First of all, I want to thank all of the wonderful people who have given me work over the last week or so. Because of you guys, I'm going to be able to pay my rent. Since I now also have a job, you all also have the satisfaction of knowing that you really did make it possible for me to get through a transitory period of difficulty. And that makes you guys pretty darn awesome.
That being said, I kind of want to tell something that happened today that has really changed my perspective.
Today, I was driving to Brownwood to visit my aunt. I'm carrying some things to the trailer house, and will stick around to watch her choir sing at the Easter service tomorrow morning. The drive from the city to Brownwood is extremely long. Long enough that if you forget to get gas, you may actually run out before you reach a gas station. Right in the middle of all this, I passed a woman walking by the side of the road. Normally, I don't stop for people by the side of the road. I don't really feel that it's safe for me to do so, and in general, I figure the worst that can happen is that they have to walk wherever they're going. In this case, however, I had a bad feeling about it for some reason. I didn't think there was anything within on day's walking distance, and it was easily 93 degrees out. To make things worse, there was a thunderstorm rolling in, and it was extremely humid.
So I stopped and offered her a ride. This woman was more tan than any woman I've ever seen, with a sunburn across her nose. Her hair was bleached blonde by the sun, and the pants she was wearing had holes worn through in places. She didn't even have any kind of water with her.
She seemed reluctant to talk, but her story came out in short answers to the occasional tentative question. She had come from Miami, Florida, walking and hitchhiking when she could get a ride. She claimed to be on her way to New Mexico. I don't think she had a penny to her name, and when I asked her where she planned to sleep tonight, she told me that she'd been sleeping by the side of the road.

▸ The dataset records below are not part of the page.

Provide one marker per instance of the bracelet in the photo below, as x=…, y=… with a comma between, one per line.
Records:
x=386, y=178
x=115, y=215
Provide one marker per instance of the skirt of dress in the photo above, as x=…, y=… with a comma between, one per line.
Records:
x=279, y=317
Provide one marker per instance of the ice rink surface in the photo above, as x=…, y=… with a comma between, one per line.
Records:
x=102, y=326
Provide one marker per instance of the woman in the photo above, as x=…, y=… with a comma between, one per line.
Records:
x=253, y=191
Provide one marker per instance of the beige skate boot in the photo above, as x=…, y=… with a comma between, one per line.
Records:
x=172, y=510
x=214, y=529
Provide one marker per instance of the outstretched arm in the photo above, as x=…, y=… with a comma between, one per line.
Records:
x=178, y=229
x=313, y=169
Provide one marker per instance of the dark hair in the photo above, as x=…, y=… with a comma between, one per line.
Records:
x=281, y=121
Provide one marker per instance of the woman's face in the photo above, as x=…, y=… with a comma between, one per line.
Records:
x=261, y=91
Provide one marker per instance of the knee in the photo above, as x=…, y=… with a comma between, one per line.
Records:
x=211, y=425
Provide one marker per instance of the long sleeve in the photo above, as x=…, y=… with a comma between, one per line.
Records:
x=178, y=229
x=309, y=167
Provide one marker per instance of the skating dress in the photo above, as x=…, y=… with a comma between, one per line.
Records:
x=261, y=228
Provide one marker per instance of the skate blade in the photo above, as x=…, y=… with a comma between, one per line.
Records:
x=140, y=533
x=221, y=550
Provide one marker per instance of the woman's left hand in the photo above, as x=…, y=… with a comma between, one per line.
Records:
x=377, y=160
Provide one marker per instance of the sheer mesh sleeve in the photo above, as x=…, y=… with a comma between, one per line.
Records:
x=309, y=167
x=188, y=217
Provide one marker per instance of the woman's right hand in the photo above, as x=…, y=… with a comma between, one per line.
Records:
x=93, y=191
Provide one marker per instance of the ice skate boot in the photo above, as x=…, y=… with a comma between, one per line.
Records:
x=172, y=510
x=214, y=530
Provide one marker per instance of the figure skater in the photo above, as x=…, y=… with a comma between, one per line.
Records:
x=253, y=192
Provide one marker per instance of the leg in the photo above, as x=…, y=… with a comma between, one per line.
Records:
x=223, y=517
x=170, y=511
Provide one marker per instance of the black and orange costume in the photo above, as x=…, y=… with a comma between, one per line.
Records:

Maybe it was unwise, but I ended up feeding her dinner and offering to let her sleep in the empty trailer house tonight. I offered to get her a bus ticket to New Mexico, but she turned me down. I suspect that she was lying about New Mexico and may even be suffering from some kind of mild mental illness, but I have no doubt that she has been living and sleeping out of doors for a significant length of time. I'm naturally tan, and I spent nearly all day of every day last summer out in the sun, and I was never that dark. I can't imagine how much time you'd have to spend in the sun to get that tan.
I'm not sure if she'll still be there when I get back to the trailer house tomorrow. If she is, I'll offer to take her wherever she wants, at least as far as Abilene. That's the most I can do if she won't accept a bus ticket to wherever she's going. As depressing as the encounter is, however, it has reminded me of one thing... I have it pretty good.
I have a place to live. If I run out of money, I have friends and family to fall back on. I have skills that I can use to make a living, if I just keep hacking away at the job hunt long enough. I never have to worry about going hungry or not having a place to sleep. There's always a couch or a living room floor open to me, if things get that bad. Basically, life is pretty darn good.
It's funny how the world has a way of smacking you down when you start to feel too sorry for yourself.